Vuelves a fumar porque necesitas compañía. Porque tus labios necesitan compañía. Porque es feo despertar por la mañana y no recibir un beso liviano con sabor de ocho en punto. Porque cuando fumas piensas en otra cosa que no son sus cosas, sus tazas de té humeante, sus libros en el suelo, su cepillo eléctrico. Dejas de fumar cuando estás enamorado, vuelves a fumar cuando vas a dejar de estarlo, aunque ayer pensaste que darías todo por dar más de lo que puedes dar.
Fumar provoca infartos, dice la cajetilla azul clarito, y provoca soledades. El fumador es un solitario. Un auspiciador de humos y últimas veces. Fumas por la mañana, antes de desayunar, porque cocinar sin poner dos platos es otra cosa, es alimentarse, es sobrevivir. Cocinabas con ella. Sin ella te alimentas. Es cuestión de fe salir a la calle a seguir con el día. Ahora buscas otras calles, esas son sus calles, no parece adecuado caminarlas sin ella, una infidelidad psicogeográfica que no cometes, porque hay más calles en Madrid, aunque no tengan sus adoquines, sus pasos, su culo redondo debajo de una falda. Ella era una falda, unos ojos con manzana, con miel, y una posibilidad -acaso la última- de no estar simplemente de paso, de arrimarse a la lumbre de una casa con dos ventanas, dos balcones, dos cojines, dos almohadas, dos cabezales del maldito cepillo eléctrico. Esa casa está hecha para dos. Cuánto te aburre ahora tu cepillo manual. El sobreesfuerzo de limpiarte la boca. El sobreesfuerzo de tener una boca y nadie que la agarre con sus labios. Te metes en esa boca un cigarrillo para entretener el día. Eso hacen todos: entretenerse hasta que pase el huracán. Escupes humo. La vida te ha tragado. Y la vida te escupe donde quiere.
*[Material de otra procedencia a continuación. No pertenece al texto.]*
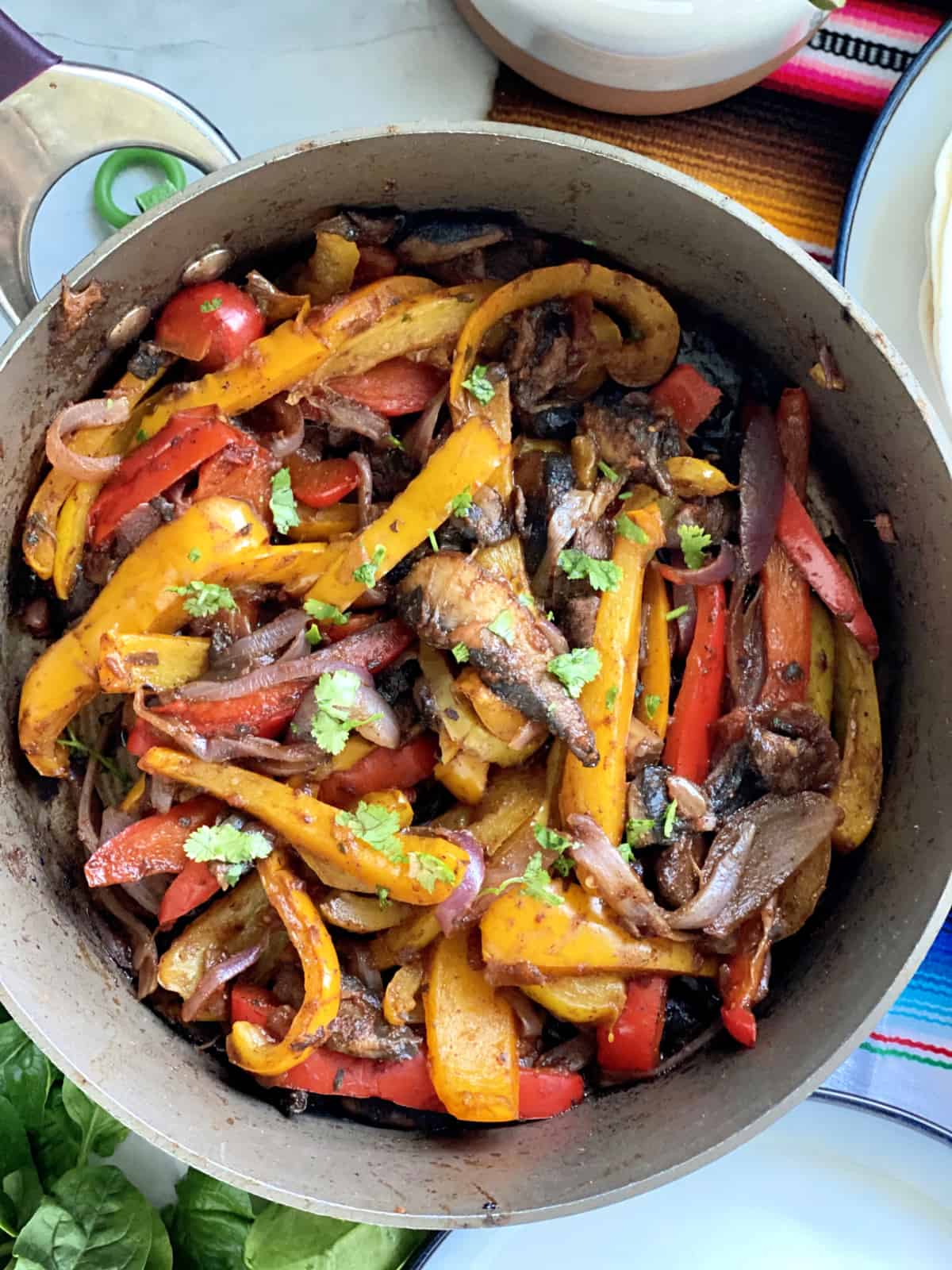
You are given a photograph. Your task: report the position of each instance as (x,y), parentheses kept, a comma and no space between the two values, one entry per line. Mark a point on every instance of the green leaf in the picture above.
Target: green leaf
(577,668)
(282,502)
(600,575)
(283,1238)
(209,1225)
(101,1132)
(160,1250)
(56,1145)
(479,385)
(25,1075)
Piensas que los muebles de su casa deben de estar tan tristes como tú. Esto sería un párrafo entero, pero no hace falta que lo escribas.
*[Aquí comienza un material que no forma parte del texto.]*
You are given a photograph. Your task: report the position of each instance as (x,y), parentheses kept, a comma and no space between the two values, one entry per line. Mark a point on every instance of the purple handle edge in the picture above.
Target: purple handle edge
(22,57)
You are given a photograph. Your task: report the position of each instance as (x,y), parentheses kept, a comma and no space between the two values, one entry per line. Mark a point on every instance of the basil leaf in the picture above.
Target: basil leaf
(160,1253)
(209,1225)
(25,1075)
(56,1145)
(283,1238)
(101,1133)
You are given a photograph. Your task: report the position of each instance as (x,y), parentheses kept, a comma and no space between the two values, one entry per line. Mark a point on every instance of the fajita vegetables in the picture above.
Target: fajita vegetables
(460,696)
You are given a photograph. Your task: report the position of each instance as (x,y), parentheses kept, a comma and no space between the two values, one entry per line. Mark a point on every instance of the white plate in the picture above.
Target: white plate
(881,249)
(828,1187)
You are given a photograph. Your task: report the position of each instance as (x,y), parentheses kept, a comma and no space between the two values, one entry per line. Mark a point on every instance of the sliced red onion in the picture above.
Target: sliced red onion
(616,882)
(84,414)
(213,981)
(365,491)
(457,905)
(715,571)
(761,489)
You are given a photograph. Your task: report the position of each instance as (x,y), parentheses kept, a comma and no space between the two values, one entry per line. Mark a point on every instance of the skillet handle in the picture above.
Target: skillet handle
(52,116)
Una cosa es contemplar los nudos, eso haces, cada jueves, con un tipo que es psicólogo y que te llevarías a todos lados para que te mirase con esa mirada de “tranquilo, muchacho, cuéntame cómo pasó lo que pasó”, y en ese contar cómo pasó lo que pasó empiezas a sospechar una explicación, tonta y simple, por lo general. Y descubres que una cosa es contemplar los nudos, conocerlos, y otra desatarlos. A veces parece que no quieres desatarlos. Son tus nudos. Qué haces tú sin tus nudos. Sin tu jaula conocida.
Sin vergüenza no hay poesía. Debo ser, pues, elegido por las musas y los lirios y los endecasílabos. Me arrastro en vergüenzas sin nombre, a las que no pongo nombre, porque si los pusiera me señalarían con los dedos, ustedes y ellas. Y no hace falta más sangre ni más enredo. Porque yo también tengo manos para apuntar, y es posible que cuando yo señale mis vergüenzas ustedes se reconozcan en ellas, y qué malo el día en que se vean reflejados en mí. O que miren a su alrededor y no encuentren lo que ya, después de cinco líneas, me atrevo a nombrar: ¿A quién fue la última persona que le dijiste la verdad? ¿Quién conoce la angustia que te separa los párpados por la noche? ¿Es tu familia un lugar de encuentro? ¿Es tu pareja una decisión o una huida del domingo? ¿Y tu hijo, y tu perro? ¿Es tu trabajo mínimamente valioso para alguien más que tu jefe? ¿Tus amigos te escuchan? ¿Saben, siquiera, que sufres, que a veces sufres? ¿Lo sabes tú? ¿Te das cuenta de que un día descubrirás algunas palabras nuevas que nombren lo que te afanas en esconder? ¿Sabes que ese día te hundirás en un lugar parecido a un pozo? ¿Sabes que todo lo que hablas no dice nada? ¿Que por eso mismo hablas sin parar? Las preguntas son eso, preguntas. Las respuestas son eso, imposibles. Y no por ello se dejan de buscar.